# **Iteration 3 Demo**: RAG using LLamaIndex SubQuestionQueryEngine

Installs:\
%pip install llama-index\
%pip install llama-index-llms-groq\
%pip install llama-index-vector-stores-docarray\
%pip install llama-index-embeddings-huggingface\
%pip install docx2txt

# API Keys

In [2]:
import os
from google.colab import userdata

LLAMA_CLOUD_API_KEY = userdata.get('LLAMA_CLOUD_API_KEY')
GROQ_API_KEY = userdata.get('GROQ_API_KEY')

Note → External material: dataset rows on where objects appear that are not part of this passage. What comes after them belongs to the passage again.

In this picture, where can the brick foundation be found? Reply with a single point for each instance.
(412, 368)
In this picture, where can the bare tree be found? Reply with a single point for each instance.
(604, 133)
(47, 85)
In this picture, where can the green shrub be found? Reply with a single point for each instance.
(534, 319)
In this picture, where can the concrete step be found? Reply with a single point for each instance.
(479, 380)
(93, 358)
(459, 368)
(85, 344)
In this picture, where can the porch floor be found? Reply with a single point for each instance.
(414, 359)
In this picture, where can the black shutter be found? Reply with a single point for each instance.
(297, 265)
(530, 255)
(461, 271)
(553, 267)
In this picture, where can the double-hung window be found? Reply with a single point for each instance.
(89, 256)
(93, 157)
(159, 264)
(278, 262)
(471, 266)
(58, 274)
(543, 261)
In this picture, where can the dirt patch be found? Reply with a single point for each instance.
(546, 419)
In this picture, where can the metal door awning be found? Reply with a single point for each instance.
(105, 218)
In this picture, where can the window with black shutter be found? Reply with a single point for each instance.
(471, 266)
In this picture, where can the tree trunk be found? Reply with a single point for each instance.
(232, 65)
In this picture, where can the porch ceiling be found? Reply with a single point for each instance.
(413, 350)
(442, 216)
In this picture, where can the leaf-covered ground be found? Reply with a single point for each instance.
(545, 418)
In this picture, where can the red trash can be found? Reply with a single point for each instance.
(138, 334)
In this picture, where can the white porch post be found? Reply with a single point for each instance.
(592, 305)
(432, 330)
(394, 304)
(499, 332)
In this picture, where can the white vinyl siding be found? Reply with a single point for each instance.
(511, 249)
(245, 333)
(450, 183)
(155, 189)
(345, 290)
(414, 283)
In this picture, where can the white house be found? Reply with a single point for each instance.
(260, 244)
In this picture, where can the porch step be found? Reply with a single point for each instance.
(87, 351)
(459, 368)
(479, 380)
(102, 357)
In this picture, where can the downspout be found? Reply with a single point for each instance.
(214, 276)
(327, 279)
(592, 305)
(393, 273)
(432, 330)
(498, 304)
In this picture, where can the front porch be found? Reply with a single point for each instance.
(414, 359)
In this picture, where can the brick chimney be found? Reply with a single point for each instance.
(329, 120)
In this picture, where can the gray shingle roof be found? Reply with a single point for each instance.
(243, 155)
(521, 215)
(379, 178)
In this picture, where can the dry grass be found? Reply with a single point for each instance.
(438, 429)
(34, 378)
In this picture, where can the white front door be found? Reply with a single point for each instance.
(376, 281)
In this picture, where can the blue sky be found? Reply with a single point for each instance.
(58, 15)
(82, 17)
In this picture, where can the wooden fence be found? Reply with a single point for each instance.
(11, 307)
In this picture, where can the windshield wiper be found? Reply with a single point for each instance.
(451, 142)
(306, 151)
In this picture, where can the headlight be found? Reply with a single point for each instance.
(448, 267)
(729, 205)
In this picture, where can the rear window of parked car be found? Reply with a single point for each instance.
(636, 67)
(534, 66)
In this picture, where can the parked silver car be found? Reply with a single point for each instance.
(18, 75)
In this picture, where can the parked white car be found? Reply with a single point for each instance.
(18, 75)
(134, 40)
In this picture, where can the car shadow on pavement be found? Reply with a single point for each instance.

os.environ['LLAMA_CLOUD_API_KEY'] = LLAMA_CLOUD_API_KEY
os.environ['GROQ_API_KEY'] = GROQ_API_KEY

# LlamaIndex Settings
Global configurations

In [3]:
from llama_index.core import Settings
from llama_index.embeddings.huggingface import HuggingFaceEmbedding
from llama_index.llms.groq import Groq

In [4]:
Settings.llm = Groq(model="llama-3.1-70b-versatile", api_key=os.getenv("GROQ_OPENAI_API_KEY"), temperature=0.4)
Settings.embed_model = HuggingFaceEmbedding(model_name="BAAI/bge-small-en-v1.5")

# Load documents

In [5]:
from llama_index.core.node_parser import SentenceSplitter

embed_model = HuggingFaceEmbedding(model_name="BAAI/bge-small-en-v1.5")
splitter = SentenceSplitter(chunk_size=200, chunk_overlap=100, separator="\n")
Settings.text_splitter = splitter

In [7]:
from llama_index.core import SimpleDirectoryReader

outdated_docs = SimpleDirectoryReader(input_files=["demo_guide.pdf"]).load_data()
reference_docs = SimpleDirectoryReader(input_files=["demo_reference.docx"]).load_data()

# Chunking


In [8]:
outdated_nodes = splitter.get_nodes_from_documents(outdated_docs)
reference_nodes = splitter.get_nodes_from_documents(reference_docs)

In [9]:
print(len(reference_nodes))

for node in reference_nodes:
  print(node.get_content() + "\n\n")

In [10]:
print(len(outdated_docs))
print(len(reference_docs))

# Index

In [11]:
from llama_index.core import StorageContext
from llama_index.core import VectorStoreIndex
from llama_index.vector_stores.docarray import DocArrayInMemoryVectorStore

In [12]:
outdated_index = VectorStoreIndex.from_documents(outdated_docs)

In [13]:
reference_index = VectorStoreIndex.from_documents(reference_docs)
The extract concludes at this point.